Endovascular stenting has not previously been described as a risk factor for tracheal injury. On the basis of the appearance of the reconstructed CTA (Fig. 2), we believe that the stent created an immobile obstacle that occluded the trachea and prevented our endotracheal tube from navigating the angle, thus injuring the carinal wall. The position of this stent was complicated by the anatomy of the aorta.

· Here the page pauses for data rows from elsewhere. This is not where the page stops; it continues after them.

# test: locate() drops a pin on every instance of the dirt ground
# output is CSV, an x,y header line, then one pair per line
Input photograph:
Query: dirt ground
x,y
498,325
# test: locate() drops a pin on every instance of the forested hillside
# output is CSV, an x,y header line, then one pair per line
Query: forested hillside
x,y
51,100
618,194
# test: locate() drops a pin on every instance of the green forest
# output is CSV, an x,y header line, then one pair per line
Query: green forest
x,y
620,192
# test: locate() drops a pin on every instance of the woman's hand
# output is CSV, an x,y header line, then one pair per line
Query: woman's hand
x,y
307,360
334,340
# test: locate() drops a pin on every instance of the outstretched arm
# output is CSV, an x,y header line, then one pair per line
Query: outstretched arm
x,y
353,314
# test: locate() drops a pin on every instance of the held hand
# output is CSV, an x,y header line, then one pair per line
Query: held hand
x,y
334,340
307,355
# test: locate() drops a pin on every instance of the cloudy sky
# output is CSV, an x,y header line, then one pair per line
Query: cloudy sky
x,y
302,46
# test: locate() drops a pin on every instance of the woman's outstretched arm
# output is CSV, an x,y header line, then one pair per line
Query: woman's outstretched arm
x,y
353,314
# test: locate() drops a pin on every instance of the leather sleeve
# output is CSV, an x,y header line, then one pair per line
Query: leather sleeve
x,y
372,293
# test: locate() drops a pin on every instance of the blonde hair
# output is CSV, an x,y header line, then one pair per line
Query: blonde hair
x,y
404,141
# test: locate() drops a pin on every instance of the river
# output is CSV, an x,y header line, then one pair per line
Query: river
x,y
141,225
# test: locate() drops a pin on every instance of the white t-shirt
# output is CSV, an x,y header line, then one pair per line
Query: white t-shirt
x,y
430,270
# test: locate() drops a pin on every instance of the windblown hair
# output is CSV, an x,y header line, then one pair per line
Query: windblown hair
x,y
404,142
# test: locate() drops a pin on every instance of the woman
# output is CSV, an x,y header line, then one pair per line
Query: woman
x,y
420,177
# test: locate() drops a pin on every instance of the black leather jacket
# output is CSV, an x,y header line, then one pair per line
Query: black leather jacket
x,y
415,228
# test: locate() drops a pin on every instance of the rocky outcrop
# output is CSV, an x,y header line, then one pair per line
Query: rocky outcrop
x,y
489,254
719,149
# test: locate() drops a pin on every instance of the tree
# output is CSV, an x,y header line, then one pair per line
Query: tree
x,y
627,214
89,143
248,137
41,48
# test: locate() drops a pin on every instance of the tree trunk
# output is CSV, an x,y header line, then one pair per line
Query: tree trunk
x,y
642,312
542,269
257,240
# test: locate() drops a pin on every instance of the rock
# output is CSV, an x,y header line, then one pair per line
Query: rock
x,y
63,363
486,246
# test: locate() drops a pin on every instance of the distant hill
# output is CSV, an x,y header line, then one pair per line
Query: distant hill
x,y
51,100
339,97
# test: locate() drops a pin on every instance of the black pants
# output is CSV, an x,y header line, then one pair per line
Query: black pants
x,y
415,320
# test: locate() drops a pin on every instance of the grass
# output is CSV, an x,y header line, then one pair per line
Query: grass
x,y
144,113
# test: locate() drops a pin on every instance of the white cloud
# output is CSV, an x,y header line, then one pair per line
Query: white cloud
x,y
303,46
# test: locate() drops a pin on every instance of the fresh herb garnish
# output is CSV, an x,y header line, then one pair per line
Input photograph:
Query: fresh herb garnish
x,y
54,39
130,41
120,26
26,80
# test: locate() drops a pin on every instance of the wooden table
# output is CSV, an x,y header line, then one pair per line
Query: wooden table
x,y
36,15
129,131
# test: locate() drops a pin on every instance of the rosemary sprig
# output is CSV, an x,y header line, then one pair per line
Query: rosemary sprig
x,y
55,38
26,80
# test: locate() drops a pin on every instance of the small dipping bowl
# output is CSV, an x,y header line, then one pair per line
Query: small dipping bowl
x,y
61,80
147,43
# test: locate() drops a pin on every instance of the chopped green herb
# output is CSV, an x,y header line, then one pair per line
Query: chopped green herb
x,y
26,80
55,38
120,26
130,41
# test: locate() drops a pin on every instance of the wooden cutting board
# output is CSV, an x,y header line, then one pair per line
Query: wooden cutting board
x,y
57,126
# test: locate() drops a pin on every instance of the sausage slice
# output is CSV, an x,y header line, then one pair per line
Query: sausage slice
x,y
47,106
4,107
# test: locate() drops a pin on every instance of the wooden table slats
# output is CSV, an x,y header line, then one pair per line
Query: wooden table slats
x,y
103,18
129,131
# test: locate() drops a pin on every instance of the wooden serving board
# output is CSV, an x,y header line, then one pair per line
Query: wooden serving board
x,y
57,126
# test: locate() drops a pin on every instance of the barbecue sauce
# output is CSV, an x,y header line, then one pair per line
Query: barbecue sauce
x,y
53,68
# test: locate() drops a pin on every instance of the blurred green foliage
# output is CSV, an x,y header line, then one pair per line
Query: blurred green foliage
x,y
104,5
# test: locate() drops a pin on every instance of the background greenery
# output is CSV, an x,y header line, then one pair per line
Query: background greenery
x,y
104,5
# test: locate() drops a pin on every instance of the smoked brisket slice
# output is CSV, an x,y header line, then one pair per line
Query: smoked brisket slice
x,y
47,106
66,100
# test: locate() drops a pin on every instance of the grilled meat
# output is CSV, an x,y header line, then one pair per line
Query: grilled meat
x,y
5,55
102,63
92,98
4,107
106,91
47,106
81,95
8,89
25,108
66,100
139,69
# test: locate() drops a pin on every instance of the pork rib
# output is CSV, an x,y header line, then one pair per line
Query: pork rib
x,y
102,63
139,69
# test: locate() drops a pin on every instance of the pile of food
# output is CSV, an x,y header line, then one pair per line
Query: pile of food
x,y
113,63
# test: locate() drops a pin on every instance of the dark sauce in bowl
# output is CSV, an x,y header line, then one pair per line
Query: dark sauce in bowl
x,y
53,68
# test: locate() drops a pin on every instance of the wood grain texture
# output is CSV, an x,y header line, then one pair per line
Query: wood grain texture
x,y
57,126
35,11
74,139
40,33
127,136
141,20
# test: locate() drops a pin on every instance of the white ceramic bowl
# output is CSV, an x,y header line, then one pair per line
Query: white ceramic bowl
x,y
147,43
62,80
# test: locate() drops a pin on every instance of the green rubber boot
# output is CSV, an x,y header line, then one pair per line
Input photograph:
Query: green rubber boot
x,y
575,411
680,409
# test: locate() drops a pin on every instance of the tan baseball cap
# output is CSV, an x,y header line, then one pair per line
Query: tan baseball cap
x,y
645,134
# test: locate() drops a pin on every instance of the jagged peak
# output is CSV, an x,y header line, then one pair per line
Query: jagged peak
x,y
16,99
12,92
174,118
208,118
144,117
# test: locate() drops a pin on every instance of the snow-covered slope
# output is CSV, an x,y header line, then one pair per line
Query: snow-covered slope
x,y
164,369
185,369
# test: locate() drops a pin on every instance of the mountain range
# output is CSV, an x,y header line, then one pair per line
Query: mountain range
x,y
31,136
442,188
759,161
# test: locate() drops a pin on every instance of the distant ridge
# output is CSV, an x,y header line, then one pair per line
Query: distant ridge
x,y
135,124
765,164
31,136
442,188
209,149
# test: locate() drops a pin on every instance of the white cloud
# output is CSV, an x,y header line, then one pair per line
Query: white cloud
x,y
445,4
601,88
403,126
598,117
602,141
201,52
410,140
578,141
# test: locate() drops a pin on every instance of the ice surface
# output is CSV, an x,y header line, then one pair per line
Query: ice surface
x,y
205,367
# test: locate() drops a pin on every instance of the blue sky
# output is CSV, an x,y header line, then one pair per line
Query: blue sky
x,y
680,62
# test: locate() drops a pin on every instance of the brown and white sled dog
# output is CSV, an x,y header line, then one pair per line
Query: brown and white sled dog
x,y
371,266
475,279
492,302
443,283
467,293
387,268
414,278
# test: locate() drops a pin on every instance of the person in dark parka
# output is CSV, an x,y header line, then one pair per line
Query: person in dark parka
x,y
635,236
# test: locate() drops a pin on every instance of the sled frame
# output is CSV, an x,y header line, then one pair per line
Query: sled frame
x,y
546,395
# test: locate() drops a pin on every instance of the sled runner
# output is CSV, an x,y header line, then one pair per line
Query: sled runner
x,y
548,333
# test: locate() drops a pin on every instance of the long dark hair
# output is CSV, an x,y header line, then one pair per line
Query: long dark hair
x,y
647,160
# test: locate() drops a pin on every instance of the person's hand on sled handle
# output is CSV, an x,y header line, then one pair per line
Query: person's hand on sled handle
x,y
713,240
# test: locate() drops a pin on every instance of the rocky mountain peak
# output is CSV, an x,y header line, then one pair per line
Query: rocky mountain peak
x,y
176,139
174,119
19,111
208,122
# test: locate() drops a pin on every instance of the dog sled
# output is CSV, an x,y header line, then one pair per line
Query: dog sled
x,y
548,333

An RAA is a rare congenital malformation, with an incidence of 0.1%.8 An RAA with mirror image branching develops between the fourth and fifth week of embryological development: the double aortic arch encircling the esophagus and the trachea loses its right-sided branches, leaving behind only left-sided branches.9 A disruption in the left arch, between the left subclavian artery and the descending aorta, leads to the development of an RAA that lies to the right of the trachea and the esophagus with 3 branches: (proximal to distal) brachiocephalic artery, right common carotid artery, and the right subclavian artery.10 The RAA can lie in either a pretracheal or retroesophageal position; the ensuing vascular ring formations can have important implications for adjacent thoracic viscera.10
We believe our initial error was during preoperative assessment and underestimation of the extent of tracheal deviation, as marginally visualized on chest x-ray and better seen on reconstructed computed tomography cans, which were not available at the time. Had we incorporated this knowledge into our planning, we believe we might have been able to prevent this injury. One option would be to place the bronchial lumen through the vocal cords, place a bronchoscope in either the bronchial or tracheal lumen, and guide the double-lumen tube into position under direct vision. At a minimum, we believe this would have potentially allowed us to identify distorted anatomy and abort the placement of the double-lumen tube. From our experience, we suggest a detailed preoperative radiologic assessment of the airways before airway instrumentation in patients with thoracic endoprosthesis.
Our case highlights the implications of placing an aortic arch endoprosthesis from an anesthetist’s perspective. To the best of our knowledge, this is the first case where an aortic arch endoprosthesis appeared to contribute to iatrogenic tracheal injury. In the best interests of our patients, it would serve us well if we stay cognizant of this association.